Amid one of the biggest scandals in NCAA history, Louisville President Greg Postel has reportedly put longtime coach Rick Pitino and Athletic Director Tom Jurich on administrative leave.
A source told WDRB News that the two have been put on leave until the next athletics association board meeting in October, where an official decision on their future will be made.
The report comes after federal investigators announced charges against 10 men who are accused of bribing the families of college recruits with hundreds of thousands of dollars in exchange for a college commitment. The stunning revelations came Tuesday, and Louisville announced hours after that it received notification that it’s under investigation.
After holding morning meetings with Pitino and Jurich, Postel announced he’d hold a press conference to talk about the latest details in the matter. The press conference is slated to begin at 1 p.m. Eastern and can be watched live at the top of the page or by clicking here.
Pitino was seen leaving his morning meeting with Postel hours prior to the press conference and didn’t have much to say.
While Louisville wasn’t specifically named in the federal indictment, the description in the court documents line up with the university. The Department of Justice alleges that several officials from the program worked with the school’s apparel sponsor, Adidas, to give $100,000 to the family of an unnamed recruit. That recruit appears to be McDonald’s All-American Brian Bowen.
According to the court documents, Louisville officials were also working with an executive from Adidas, Jim Gatto, to secure a payment for a future unnamed recruit who will graduate high school next year. In addition, the officials allegedly made sure to be cautious in a meeting that was secretly recorded by the F.B.I. One school official noted that Louisville was on probation so they had to “be very low key” with the payment.

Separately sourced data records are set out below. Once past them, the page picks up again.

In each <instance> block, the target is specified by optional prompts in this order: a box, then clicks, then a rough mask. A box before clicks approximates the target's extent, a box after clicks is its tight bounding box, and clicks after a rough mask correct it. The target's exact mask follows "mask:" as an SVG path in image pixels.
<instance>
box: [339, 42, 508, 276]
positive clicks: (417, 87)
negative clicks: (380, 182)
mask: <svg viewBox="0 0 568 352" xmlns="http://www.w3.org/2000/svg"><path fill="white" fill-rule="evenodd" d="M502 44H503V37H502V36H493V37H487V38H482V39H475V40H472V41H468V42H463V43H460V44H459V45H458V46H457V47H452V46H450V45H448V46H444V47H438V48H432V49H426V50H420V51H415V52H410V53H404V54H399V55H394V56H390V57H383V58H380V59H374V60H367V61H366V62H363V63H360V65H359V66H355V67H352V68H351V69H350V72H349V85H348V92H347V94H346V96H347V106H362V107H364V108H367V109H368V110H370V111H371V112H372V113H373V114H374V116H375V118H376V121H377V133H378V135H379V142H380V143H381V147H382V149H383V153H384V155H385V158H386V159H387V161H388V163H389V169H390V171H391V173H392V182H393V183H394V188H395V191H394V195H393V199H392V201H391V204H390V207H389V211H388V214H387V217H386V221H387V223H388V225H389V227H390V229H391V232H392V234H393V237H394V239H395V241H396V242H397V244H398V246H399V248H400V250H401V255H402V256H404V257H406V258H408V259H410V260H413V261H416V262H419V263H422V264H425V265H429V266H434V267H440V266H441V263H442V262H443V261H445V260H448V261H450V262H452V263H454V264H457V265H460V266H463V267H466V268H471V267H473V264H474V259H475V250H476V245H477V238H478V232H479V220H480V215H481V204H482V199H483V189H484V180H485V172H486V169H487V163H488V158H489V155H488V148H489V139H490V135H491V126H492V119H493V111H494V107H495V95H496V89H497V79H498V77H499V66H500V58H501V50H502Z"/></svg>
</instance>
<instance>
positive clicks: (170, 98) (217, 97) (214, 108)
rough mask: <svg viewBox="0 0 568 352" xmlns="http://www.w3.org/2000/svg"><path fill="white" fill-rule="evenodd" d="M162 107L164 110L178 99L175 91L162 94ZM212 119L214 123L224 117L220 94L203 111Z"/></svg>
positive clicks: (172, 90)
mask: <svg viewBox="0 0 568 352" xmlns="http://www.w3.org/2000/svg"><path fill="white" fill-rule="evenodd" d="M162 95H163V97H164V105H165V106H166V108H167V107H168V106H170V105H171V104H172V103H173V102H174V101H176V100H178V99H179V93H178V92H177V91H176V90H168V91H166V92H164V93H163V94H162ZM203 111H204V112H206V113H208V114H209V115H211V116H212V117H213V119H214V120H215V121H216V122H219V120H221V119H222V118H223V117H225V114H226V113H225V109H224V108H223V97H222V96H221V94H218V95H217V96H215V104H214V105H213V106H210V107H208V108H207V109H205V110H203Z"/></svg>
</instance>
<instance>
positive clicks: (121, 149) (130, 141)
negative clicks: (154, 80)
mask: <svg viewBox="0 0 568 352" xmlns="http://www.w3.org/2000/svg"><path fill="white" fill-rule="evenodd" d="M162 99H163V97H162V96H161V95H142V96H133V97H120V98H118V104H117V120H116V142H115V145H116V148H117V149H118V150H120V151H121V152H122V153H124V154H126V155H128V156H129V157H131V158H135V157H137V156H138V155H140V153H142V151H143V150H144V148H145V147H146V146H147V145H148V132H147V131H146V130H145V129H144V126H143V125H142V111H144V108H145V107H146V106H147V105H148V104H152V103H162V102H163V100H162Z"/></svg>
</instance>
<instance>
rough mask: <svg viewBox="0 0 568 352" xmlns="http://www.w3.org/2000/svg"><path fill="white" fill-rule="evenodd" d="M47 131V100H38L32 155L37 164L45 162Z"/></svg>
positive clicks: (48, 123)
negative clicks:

Read the full criminal complaint below:
Pitino’s maintained that he knew nothing of the federal allegations and the alleged bribery of top-tier recruits to the school.
“These allegations come as a complete shock to me,” Pitino said in a statement. “If true, I agree with the U.S. Attorney’s Office that these third-party schemes, initiated by a few bad actors, operated to commit a fraud on the impacted universities and their basketball programs, including the University of Louisville.”
The bribery scandal comes just two years after it was revealed recruits who visited Louisville were often greeted with parties with strippers and prostitutes at a dorm. Pitino said he had no idea his assistant was paying and arranging the meetings for the recruits and held onto his job after the news.
However, Louisville laid down self-imposed penalties last year, putting the program on a one-year postseason ban in 2016. In July, the NCAA came down even harder on the program, placing it on probation for four years and suspending Pitino for the first five games of ACC play this upcoming season.
If Pitino does indeed get fired, that puts an end to one of the more storied coaching careers in college basketball. Pitino coached Kentucky from 1989-1997 before heading to the NBA to coach the Boston Celtics. After doing that for four years and lacking success, Pitino moved back to collegiate basketball and was named the coach at Louisville in 2001.